Love’s draft case was built on two seasons of starter-level production, but 2025 is why he reached the top shelf of the class. His numbers mattered to evaluators because the workload was heavy enough to prove feature-back value without the kind of inflated carry total that usually drives college rushing titles. The output was not empty either. Love was the only player in the nation to finish the regular season top three in scoring, total touchdowns and yards from scrimmage. He also averaged 6.9 yards per carry and was the only player in the country to clear 1,100 rushing yards while averaging at least 6.6 per carry. The single-game spikes matched the season totals. Notre Dame highlighted his 228-yard game against USC, the most rushing yards by a Notre Dame player in a game at Notre Dame Stadium, and his 171-yard, three-touchdown day on only eight carries against Syracuse. Those details matter because top-of-the-draft backs are usually sold on explosive-play volume, not just carry counts. The historical markers are part of this story too. Love set Notre Dame’s single-season program record for total touchdowns with 21 and tied the school’s single-season rushing-touchdown record with 18. He also became the first player in program history with multiple seasons of 17 or more rushing touchdowns. That profile is why he entered April as more than the first running back on the board. CBS Sports’ declaration story labeled him the No. 1 running back in its prospect rankings and a potential first-round pick back in December. By late April, he was no longer being discussed as a standard first-round runner. He was being discussed as one of the few non-quarterbacks who could change the shape of the top five.

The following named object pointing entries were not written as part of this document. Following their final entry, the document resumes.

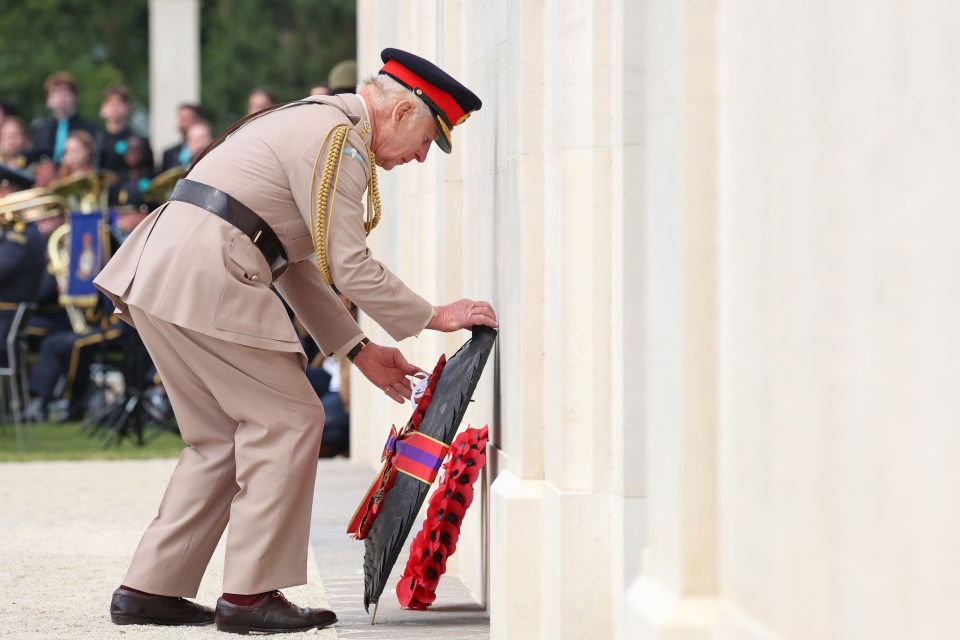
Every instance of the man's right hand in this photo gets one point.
(387, 369)
(463, 314)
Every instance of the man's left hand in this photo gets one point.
(387, 369)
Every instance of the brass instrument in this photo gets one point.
(30, 205)
(85, 191)
(58, 249)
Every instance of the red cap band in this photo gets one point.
(451, 110)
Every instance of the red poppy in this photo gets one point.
(437, 540)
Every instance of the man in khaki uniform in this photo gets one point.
(194, 279)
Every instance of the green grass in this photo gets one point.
(68, 442)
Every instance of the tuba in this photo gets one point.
(30, 206)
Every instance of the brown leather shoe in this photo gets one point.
(130, 607)
(272, 614)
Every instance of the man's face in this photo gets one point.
(198, 137)
(61, 101)
(186, 118)
(402, 143)
(76, 155)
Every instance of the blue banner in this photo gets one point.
(86, 258)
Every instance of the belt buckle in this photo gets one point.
(278, 268)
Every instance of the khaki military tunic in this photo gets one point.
(198, 291)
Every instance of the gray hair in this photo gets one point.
(386, 92)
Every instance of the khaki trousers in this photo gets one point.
(253, 423)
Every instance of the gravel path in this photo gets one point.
(67, 532)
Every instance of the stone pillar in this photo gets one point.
(675, 596)
(174, 66)
(516, 513)
(576, 572)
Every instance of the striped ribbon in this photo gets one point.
(409, 452)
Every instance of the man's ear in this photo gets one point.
(401, 109)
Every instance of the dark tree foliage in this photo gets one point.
(286, 47)
(100, 43)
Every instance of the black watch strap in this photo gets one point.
(357, 348)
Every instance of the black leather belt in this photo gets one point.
(225, 206)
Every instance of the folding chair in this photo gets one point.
(14, 371)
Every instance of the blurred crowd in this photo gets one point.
(77, 362)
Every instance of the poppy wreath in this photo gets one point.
(437, 540)
(405, 451)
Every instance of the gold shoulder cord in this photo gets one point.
(328, 184)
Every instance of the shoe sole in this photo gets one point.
(122, 619)
(260, 631)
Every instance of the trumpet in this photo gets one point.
(31, 205)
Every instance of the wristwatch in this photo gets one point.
(357, 348)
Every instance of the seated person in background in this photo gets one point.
(22, 259)
(50, 136)
(112, 141)
(14, 140)
(77, 155)
(178, 155)
(127, 192)
(259, 99)
(199, 136)
(16, 151)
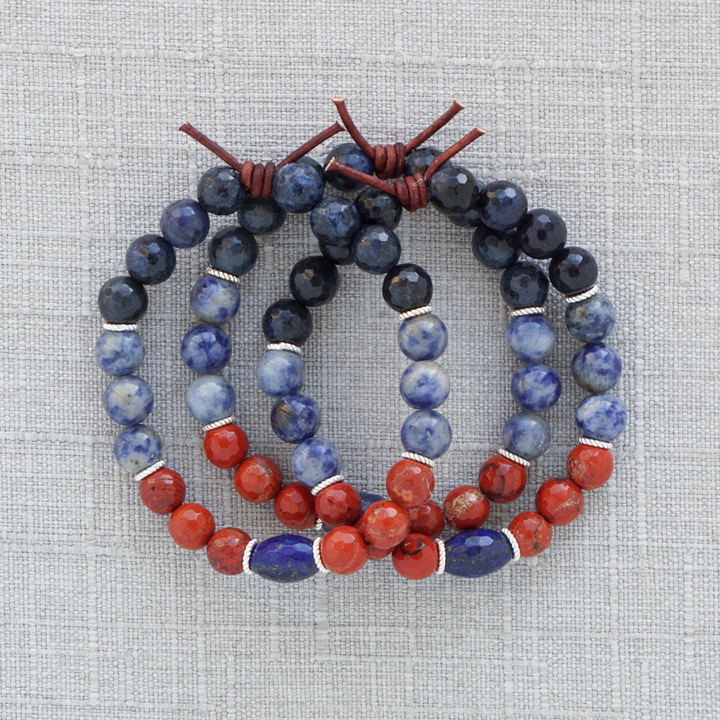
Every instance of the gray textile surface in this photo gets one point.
(605, 111)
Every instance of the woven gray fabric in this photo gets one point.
(607, 112)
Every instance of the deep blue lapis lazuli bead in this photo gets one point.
(284, 558)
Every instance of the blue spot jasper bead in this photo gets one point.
(285, 558)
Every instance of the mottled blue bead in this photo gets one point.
(426, 432)
(597, 367)
(137, 448)
(119, 353)
(214, 300)
(284, 558)
(184, 223)
(315, 460)
(590, 320)
(535, 387)
(530, 338)
(473, 553)
(210, 398)
(424, 385)
(128, 400)
(423, 337)
(280, 372)
(601, 417)
(206, 349)
(295, 418)
(527, 435)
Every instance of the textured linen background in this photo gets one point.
(607, 112)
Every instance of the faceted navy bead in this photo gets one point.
(523, 285)
(541, 233)
(287, 321)
(601, 417)
(233, 250)
(573, 271)
(295, 418)
(477, 552)
(119, 353)
(314, 281)
(376, 249)
(184, 223)
(285, 558)
(407, 287)
(220, 191)
(351, 155)
(150, 260)
(453, 190)
(122, 300)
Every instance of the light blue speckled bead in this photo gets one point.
(527, 435)
(315, 460)
(423, 337)
(137, 448)
(426, 432)
(601, 417)
(210, 398)
(424, 385)
(536, 387)
(280, 372)
(119, 353)
(530, 338)
(128, 400)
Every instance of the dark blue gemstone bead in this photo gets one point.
(473, 553)
(284, 558)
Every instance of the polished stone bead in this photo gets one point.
(122, 300)
(210, 398)
(295, 418)
(128, 400)
(601, 417)
(150, 260)
(427, 433)
(477, 552)
(119, 353)
(573, 271)
(535, 387)
(280, 372)
(423, 337)
(527, 435)
(206, 349)
(285, 558)
(184, 223)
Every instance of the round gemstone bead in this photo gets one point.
(163, 491)
(226, 446)
(258, 479)
(559, 501)
(191, 526)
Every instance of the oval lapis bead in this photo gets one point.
(284, 558)
(478, 552)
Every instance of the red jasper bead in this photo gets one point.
(502, 480)
(258, 479)
(385, 524)
(410, 483)
(226, 446)
(466, 508)
(191, 526)
(416, 557)
(344, 550)
(590, 467)
(559, 501)
(225, 550)
(163, 491)
(295, 507)
(338, 504)
(532, 532)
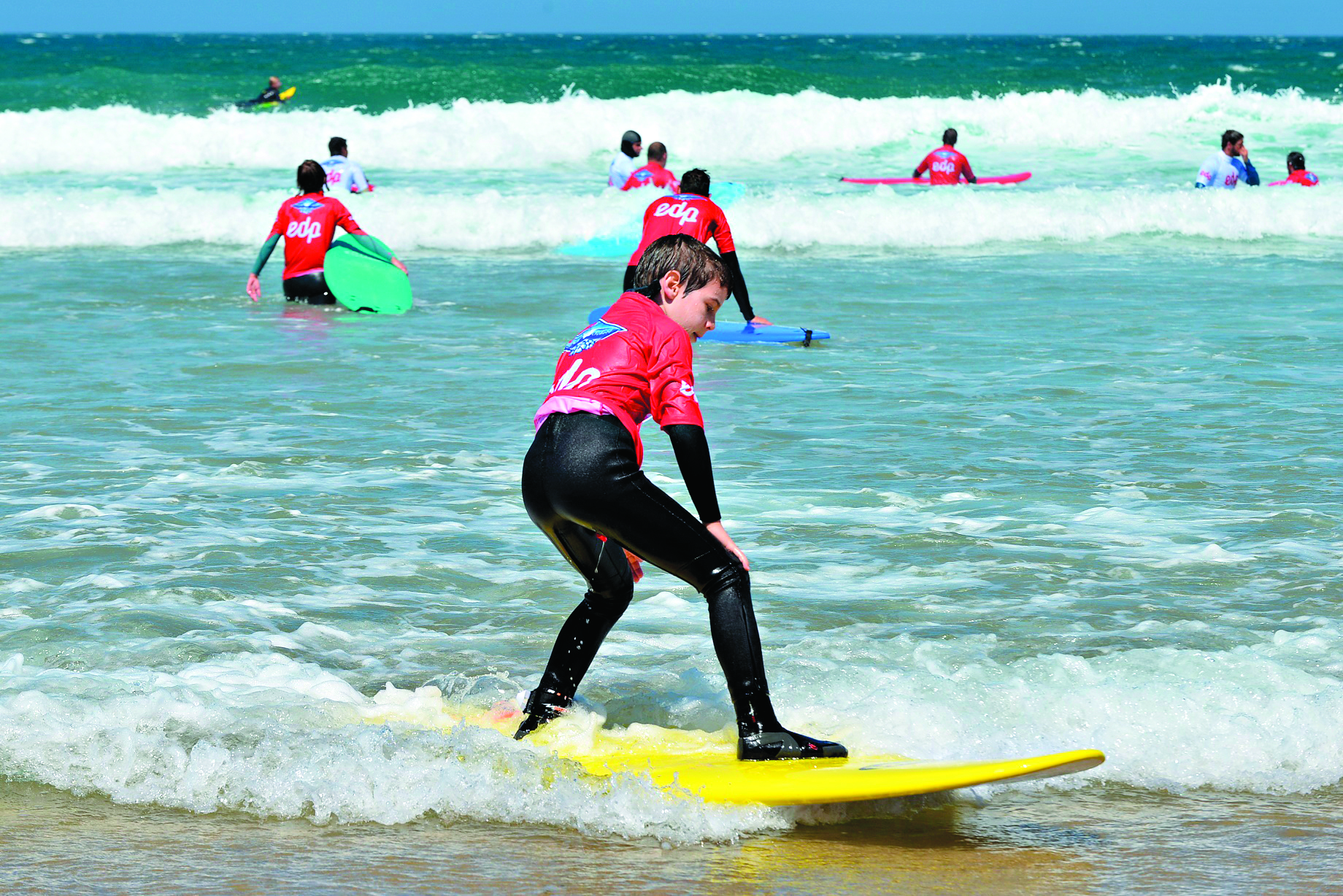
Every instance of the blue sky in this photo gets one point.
(696, 17)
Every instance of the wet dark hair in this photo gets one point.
(312, 177)
(696, 182)
(696, 262)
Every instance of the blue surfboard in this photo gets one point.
(622, 241)
(743, 332)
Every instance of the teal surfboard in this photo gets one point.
(366, 281)
(622, 241)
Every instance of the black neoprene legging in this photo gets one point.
(582, 477)
(310, 287)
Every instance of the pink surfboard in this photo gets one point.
(999, 179)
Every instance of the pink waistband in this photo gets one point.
(567, 405)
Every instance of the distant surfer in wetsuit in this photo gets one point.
(583, 488)
(1296, 172)
(343, 175)
(655, 174)
(1229, 167)
(946, 166)
(269, 94)
(690, 211)
(626, 161)
(308, 223)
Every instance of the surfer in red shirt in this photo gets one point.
(308, 223)
(690, 211)
(655, 172)
(583, 488)
(1296, 172)
(946, 166)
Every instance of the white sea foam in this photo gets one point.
(780, 220)
(727, 128)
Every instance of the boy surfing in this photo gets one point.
(583, 488)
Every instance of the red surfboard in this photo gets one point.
(999, 179)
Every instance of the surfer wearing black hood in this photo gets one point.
(626, 161)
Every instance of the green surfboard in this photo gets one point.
(366, 281)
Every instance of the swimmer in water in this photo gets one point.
(946, 166)
(583, 488)
(1296, 172)
(690, 211)
(269, 94)
(626, 161)
(1229, 167)
(308, 223)
(655, 174)
(343, 175)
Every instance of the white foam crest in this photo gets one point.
(734, 126)
(782, 220)
(276, 738)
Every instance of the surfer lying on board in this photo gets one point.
(308, 223)
(655, 172)
(269, 94)
(946, 166)
(583, 488)
(1226, 169)
(690, 211)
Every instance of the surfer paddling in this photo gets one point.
(946, 166)
(308, 223)
(583, 488)
(655, 174)
(690, 211)
(270, 94)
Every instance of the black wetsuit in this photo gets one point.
(580, 477)
(310, 287)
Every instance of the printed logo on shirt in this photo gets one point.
(591, 336)
(685, 212)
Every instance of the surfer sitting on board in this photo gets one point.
(308, 223)
(269, 94)
(690, 211)
(946, 166)
(343, 175)
(1226, 169)
(1296, 172)
(583, 488)
(655, 172)
(626, 161)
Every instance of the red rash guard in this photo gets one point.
(685, 214)
(946, 166)
(308, 225)
(652, 174)
(633, 363)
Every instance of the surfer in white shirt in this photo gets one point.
(1229, 167)
(343, 175)
(626, 161)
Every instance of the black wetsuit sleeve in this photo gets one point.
(739, 285)
(263, 255)
(692, 456)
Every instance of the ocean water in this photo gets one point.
(1066, 474)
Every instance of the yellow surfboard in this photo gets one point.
(705, 765)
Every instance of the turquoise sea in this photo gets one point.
(1066, 476)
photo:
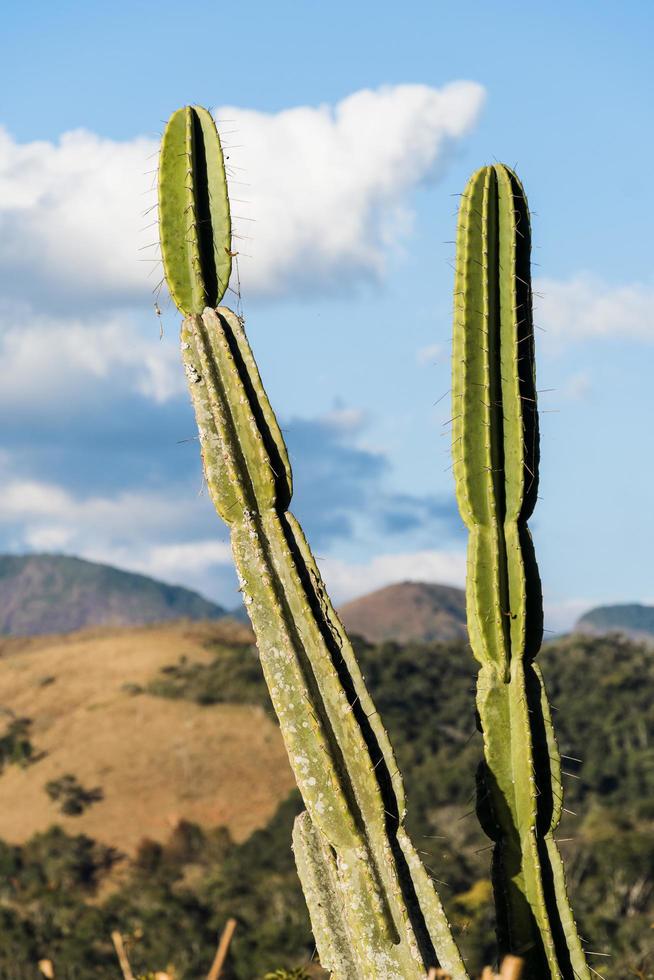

3. Why Drafting Jeremiyah Love Means Ignoring Roster Needs and Risking a Team-Building Disaster

The cleanest objection to Love at No. 3 is not about his talent. It is about who Arizona already has and what Arizona still lacks. James Conner is under contract through the 2026 season, according to the Cardinals’ official roster page, and Arizona also added Tyler Allgeier this offseason. On its own draft-site coverage, the team openly noted that running back is “not considered a cornerstone position” and that the club has other areas where top prospects are needed ahead of running back. The Cardinals have not hidden the broader shape of their needs. Their own draft-week story said cases can be made at No. 3 for edge rushers David Bailey and Arvell Reese, for offensive lineman Francis Mauigoa, or for Love. The same article made clear that trade-down possibilities remain in play and that finding a quarterback later in the draft is still part of the discussion. That makes Arizona a particularly useful team for this argument because the franchise can defend almost any direction it takes. If it drafts Love, it can say it took the best player. If it drafts an edge or tackle, it can say it matched value to need. If it moves down, it can say the board and the roster both demanded more volume than one premium skill-position selection. The Cardinals’ own language around the pick shows why Love stayed attached to them anyway. New coach Mike LaFleur was asked this week about taking a running back early and did not shut the door, saying the goal is to draft “the best football player” who fits the team, “regardless of the position.” That is not a promise. But it is also not the kind of answer that extinguishes a Love-at-3 scenario. That is the tension that Rodgers pointed out. Arizona is one of the few teams high enough to draft Love and unstable enough elsewhere to make the move controversial. If the Cardinals were sitting at No. 12, the discussion would be about fit. At No. 3, it becomes a referendum on team-building. What happens next depends on whether Arizona treats Love as a luxury, a weapon or simply the best player left on its board.